Paroles et musique

En cette saison, les soirees sont encore agreables a Vancouver. Les terrasses equipees de ces lampadaires chauffants accueillent encore quelques courageux (ou frimeurs) qui font comme s'il faisait encore jour et encore beau. C'est amusant.
- Oui c'est vrai que c'est amusant ca.
- Ah non pas vous. Je vous avez deja dis de pas m'interrompre dans...
- Hihihihihihhihihihihihi
- Quoi encore?
- Vous avez dis interrompre. Hihihihihi.
- Securite!
Je m'excuse pour cette interruption (*rire de l'intrus evacue par la securite suivi d'un coup de feu et d'un lourd silence*). Tiens pendant que j'y pense, comment un silence peut-il etre lourd. Le silence est la version la plus pure de l'air. Celle qui n'est chargee d'aucune onde sonore. Je crois que l'utilisation distordue d'image dans notre language est tout simplement un fait avec lequel il faut vivre car je ne me sens pas la force de partir en croisade pour remplacer "lourd silence" par "silence pur" et de toute facon je m'egare, si si, ne me dites pas le contraire je le vois bien.
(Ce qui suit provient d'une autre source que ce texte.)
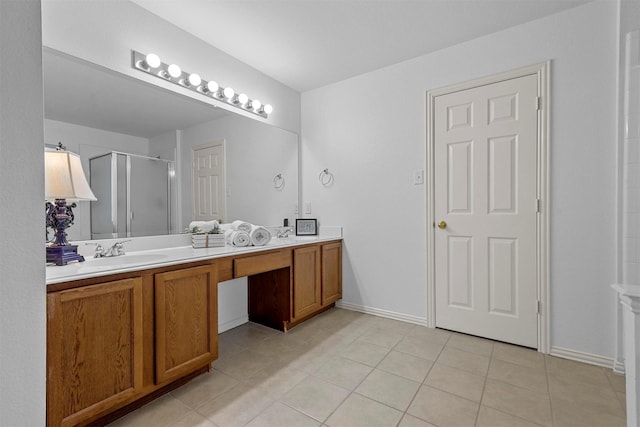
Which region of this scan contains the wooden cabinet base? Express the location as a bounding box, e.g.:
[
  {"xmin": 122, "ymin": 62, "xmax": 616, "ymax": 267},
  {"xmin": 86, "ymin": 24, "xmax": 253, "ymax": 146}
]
[{"xmin": 87, "ymin": 365, "xmax": 211, "ymax": 427}]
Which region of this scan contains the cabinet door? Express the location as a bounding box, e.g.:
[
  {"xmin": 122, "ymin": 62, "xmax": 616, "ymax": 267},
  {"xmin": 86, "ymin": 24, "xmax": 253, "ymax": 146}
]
[
  {"xmin": 47, "ymin": 278, "xmax": 143, "ymax": 426},
  {"xmin": 155, "ymin": 266, "xmax": 218, "ymax": 384},
  {"xmin": 292, "ymin": 245, "xmax": 321, "ymax": 319},
  {"xmin": 322, "ymin": 242, "xmax": 342, "ymax": 306}
]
Ainsi donc par une soiree automnale je me suis rendu a un petit concert dans un cafe. Et alors que la pianiste nous chantait un air melodieux, je me suis interroge sur le poids des paroles dans une chanson. Jusqu'a quel niveau portons nous attention au contenu de ces textes. Combien de rangaines denuees de sens reprenons nous en choeur gaillardement sans preter aucune attention a l'ineptie qui se tisse en direct.

Une etude sociologique dirait probablement que le comportement social autorise un decoupage binaire. Le premier groupe constitue des non-intellectuels, non-eduques, non-pensants, evidemment le plus grand groupe, qui chante le plus fort des textes auxquels il n'a jamais imagine que l'on pouvait donner un sens. Le deuxieme groupe qui sent le patchouli, et qui se trouve dans le coin gauche est compose des intellectuels, des penseurs et des enculeurs de mouche.

Le premier groupe donc, brutal, instinctif et denue d'intelligence ne repond qu'a des stimuli. Ainsi de la musique par exemple va le faire reagir. Le choc de l'onde sur son squelette entraine une reaction. De plaisir ou de haine ( oui ce sont les deux seuls etats que les membres primitifs du premier groupe peuvent atteindre).
Le second groupe, denue d'emotion et de recepteur sensoriel ne peut qu'effectuer une autopsie complexe des informations qu'il recoit. Ainsi les suites de notes doivent repondre a un enchainement precis et ordonne pour obtenir leur approbation. Si les notes pouvaient s'assembler afin de former une suite de Fibonacci alors peut etre que les membres du second groupe pourrait enfin connaitre l'orgasme. De la meme facon les mots doivent s'assembler et donner un sens merveilleux. Le plus l'assemblage est complexe et inepte, le plus le sens cache est merveilleux. C'est la regle.

On peut donc facilement tirer ici deux conclusions.
- Ahahahahah, vous avez dis conclusion, ahahahahah
- Ben je croyais qu'ils vous avez ab... enfin mis hors d'etat de nuire?
- Non ca va je suis juste blesse a la tete.
- Ah oui quand meme. Je serais vous j'irai montrer ca a un chirurgien quand meme.
Donc disais-je, deux conclusions se profilent. La premiere, les paroles ont s'en fout de toutes facons dans les concerts on crie juste des onomatopees. La seconde, les etudes sociologiques c'est vraiment comme peter dans une tornade.

Le concert etait tres bien, le premier groupe (Great Aunt Ida) est de Vancouver et fait de la jolie musique tranquille. Le second (Fond of tigers) etait bruillant mais interessant, il n'y avait pas de chanteur.
Lorsque je suis rentre, les terrasses etaient vides. Cette fois ca y est, je crois que l'ete est fini. Pour de bon. Les cons sont a l'interieur.